One visitor, José Navarro from Seville who came to Portugal for a three day stay in Albufeira opted for a pre-paid toll ticket with a fixed price of €20, but was surprised when he could not pay in cash and had to use a bank card instead.
"Aren’t there people who just have cash and no bank cards in Portugal? This is very complicated, why didn’t they install a normal toll payment system where those who drive through, pay?" he was quoted as asking by Lusa News Agency.
Another visitor, Jesus de la Rosa, who travelled from Zaragoza to spend 15 days in Andalucía asked why all foreign vehicles had to go into a car park.
When he was told it was to pay tolls, he asked why he couldn’t just take a ticket upon entry to Portugal and pay on his way out.
"I didn’t know there was this electronic system. I think I will get to the first exit, which isn’t paid, and turn my car around, I won’t be visiting Portugal," he told Lusa.
The general feeling at the border this week was one of confusion and doubt, with visitors not understanding the reasoning behind the electronic payment system.
Tolls on the SCUT motorways have also had the negative effect of increasing traffic on other free roads, none more so that along the EN125, which now takes double the length of travel time compared to the A22.
Travelling from Lagos to Vila Real de Santo António (VRSA) along the EN125 can now take over two and a half hours, with a series of congested areas, especially at roundabouts and traffic lights. The aim of an exercise this week by the Lusa News Agency was to attempt to stick to a speed ten kilometres under the national limit, but this was rarely reached on the EN125, where the average speed at rush hour is around 35 kilometres per hour.
The same 132-kilometres- journey along the A22 only takes one hour and ten minutes travelling at 120 kilometres per hour.
Despite the obvious benefits of travelling along the A22, the cost, which from Lagos to VRSA is €11,60 (or €23,20 return) is prohibitive for many residents and visitors.
Local residents have so far benefitted from 10 free trips per month along the formerly free SCUT motorways and a 15 percent discount on all subsequent trips, which have been extended until 30 September.
Following complaints from Aveiro Town Hall, as well as a number of protest groups, the European Commission declared these benefits to people and businesses residing within close proximity of the motorways to be discriminatory and therefore illegal, although charging tolls was not. The Commission ruled that this practice is in contravention of EU legislation and discriminates against fellow Europeans.

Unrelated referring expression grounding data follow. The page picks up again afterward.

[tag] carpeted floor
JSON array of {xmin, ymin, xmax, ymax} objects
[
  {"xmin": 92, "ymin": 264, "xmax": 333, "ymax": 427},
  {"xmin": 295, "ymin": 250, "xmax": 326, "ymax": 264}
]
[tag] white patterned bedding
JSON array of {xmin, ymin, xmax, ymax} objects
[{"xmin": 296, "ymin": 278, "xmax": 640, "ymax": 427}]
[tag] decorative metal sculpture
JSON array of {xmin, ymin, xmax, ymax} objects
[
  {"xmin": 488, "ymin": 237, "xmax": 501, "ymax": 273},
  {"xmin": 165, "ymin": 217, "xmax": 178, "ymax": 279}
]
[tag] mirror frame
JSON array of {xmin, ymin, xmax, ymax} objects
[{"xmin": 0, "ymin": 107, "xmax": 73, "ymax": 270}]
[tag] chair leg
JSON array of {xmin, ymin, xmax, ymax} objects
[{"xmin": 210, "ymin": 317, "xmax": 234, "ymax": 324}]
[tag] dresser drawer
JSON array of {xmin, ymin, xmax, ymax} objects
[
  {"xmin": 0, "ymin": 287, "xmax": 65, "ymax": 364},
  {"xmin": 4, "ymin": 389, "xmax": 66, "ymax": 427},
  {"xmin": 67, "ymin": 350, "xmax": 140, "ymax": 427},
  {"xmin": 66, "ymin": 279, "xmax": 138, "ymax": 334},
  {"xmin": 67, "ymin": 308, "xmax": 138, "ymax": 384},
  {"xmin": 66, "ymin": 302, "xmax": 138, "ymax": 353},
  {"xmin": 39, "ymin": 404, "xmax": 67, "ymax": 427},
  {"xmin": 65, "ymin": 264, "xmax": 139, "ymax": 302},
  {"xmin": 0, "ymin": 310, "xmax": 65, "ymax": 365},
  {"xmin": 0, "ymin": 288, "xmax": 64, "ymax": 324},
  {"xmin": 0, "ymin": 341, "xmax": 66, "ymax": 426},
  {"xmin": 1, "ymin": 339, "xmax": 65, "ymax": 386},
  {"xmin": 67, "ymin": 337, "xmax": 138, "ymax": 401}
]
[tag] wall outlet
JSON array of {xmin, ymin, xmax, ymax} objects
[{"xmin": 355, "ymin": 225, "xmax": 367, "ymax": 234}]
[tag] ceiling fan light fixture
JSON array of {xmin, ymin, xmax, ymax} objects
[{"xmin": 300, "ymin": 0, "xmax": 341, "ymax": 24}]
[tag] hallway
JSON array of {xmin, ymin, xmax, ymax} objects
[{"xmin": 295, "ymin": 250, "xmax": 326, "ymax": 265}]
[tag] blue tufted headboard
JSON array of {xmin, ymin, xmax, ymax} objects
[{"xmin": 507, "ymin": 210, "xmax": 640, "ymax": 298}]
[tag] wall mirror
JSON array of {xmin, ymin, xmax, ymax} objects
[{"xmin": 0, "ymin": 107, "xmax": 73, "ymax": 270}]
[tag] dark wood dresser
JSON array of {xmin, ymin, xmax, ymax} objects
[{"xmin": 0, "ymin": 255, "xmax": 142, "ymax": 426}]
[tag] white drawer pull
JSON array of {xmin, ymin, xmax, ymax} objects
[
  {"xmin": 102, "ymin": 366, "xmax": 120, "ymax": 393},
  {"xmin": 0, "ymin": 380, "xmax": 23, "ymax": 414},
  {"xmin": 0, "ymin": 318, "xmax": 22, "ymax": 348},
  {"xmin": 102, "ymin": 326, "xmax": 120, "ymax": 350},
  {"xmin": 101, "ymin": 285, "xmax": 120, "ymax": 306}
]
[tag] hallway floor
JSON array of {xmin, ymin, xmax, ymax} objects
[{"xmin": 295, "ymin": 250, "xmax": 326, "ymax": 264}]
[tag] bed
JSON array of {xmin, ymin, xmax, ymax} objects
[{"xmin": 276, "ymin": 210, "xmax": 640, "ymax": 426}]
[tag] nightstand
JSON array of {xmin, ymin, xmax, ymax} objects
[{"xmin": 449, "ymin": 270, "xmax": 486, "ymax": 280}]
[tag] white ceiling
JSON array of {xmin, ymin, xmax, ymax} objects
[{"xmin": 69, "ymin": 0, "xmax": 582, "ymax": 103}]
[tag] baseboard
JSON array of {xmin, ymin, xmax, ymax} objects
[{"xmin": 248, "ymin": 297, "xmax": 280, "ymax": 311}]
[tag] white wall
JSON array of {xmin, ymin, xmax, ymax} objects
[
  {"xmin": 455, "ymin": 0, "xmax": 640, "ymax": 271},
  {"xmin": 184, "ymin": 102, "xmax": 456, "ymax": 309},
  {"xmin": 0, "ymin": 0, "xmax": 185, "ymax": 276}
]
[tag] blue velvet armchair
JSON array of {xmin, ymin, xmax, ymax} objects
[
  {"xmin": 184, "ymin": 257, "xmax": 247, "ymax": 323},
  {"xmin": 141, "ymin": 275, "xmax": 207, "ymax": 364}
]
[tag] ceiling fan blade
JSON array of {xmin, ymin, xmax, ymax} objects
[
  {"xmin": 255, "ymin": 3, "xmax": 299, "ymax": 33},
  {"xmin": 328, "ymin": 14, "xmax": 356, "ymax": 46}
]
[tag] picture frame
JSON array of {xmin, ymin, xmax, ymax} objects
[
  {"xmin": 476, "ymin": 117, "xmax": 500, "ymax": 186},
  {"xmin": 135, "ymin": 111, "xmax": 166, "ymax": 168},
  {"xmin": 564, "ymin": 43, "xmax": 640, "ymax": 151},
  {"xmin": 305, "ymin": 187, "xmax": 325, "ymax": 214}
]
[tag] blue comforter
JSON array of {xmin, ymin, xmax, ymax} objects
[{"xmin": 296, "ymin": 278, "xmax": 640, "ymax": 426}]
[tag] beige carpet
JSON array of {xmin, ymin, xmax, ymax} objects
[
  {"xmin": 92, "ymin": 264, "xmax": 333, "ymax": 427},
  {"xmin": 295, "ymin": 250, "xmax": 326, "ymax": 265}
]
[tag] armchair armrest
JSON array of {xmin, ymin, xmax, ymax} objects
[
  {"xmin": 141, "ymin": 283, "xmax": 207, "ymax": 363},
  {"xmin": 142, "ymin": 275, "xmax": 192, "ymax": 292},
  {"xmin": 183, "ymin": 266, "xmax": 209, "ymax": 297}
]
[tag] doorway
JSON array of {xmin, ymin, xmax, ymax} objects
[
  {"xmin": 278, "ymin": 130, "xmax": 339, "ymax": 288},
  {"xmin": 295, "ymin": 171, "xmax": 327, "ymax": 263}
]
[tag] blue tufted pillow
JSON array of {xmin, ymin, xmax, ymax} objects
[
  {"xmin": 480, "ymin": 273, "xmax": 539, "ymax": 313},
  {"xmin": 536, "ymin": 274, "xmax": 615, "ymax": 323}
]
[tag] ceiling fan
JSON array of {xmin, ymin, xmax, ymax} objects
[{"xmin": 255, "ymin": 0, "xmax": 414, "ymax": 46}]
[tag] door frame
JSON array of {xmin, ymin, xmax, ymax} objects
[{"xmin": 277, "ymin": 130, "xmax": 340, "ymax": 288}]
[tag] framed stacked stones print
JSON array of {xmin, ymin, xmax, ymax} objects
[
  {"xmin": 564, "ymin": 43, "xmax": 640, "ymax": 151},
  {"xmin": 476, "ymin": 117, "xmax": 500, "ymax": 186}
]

Last Friday, a notice was published in the Government Gazette, announcing a new toll discount system from October.
"From 1 October 2012, a new discounts and/or reduced tolls regime will come into effect for the former free SCUT motorways, to ensure the impact associated to the introduction of tolls on the regions served by these roads is lessened, which will conform to the laws of the European Union," read the notice.
Meanwhile, the Commission of Via do Infante (A22) Users, is still campaigning to end tolls on the formerly free SCUT motorways.
In a statement sent to The Portugal News this week, Commission leader, João Vasconcelos explained, "As we predicted, by introducing tolls on the Via do Infante, the government has transformed the Algarve into a war zone."
"Aside from the chaos of intense traffic, there are daily road accidents, many with serious injuries and deaths along the EN125," he added.
Members of the Commission have been remembering those who have lost their lives along the congested EN125 with memorial plaques and flowers.
In response to the introduction of the new toll payment methods that have come into effect this month, Mr. Vasconcelos says these are "causing a great deal of indignation, confusion and doubt at the border crossing near the Guadiana bridge."
"Because of this abominable system, many Spanish tourists drive along the A22 until the first exit, then turn around and leave," he said, adding that the Federation of Spanish Transporters (Fenadismer) has refused the new toll systems.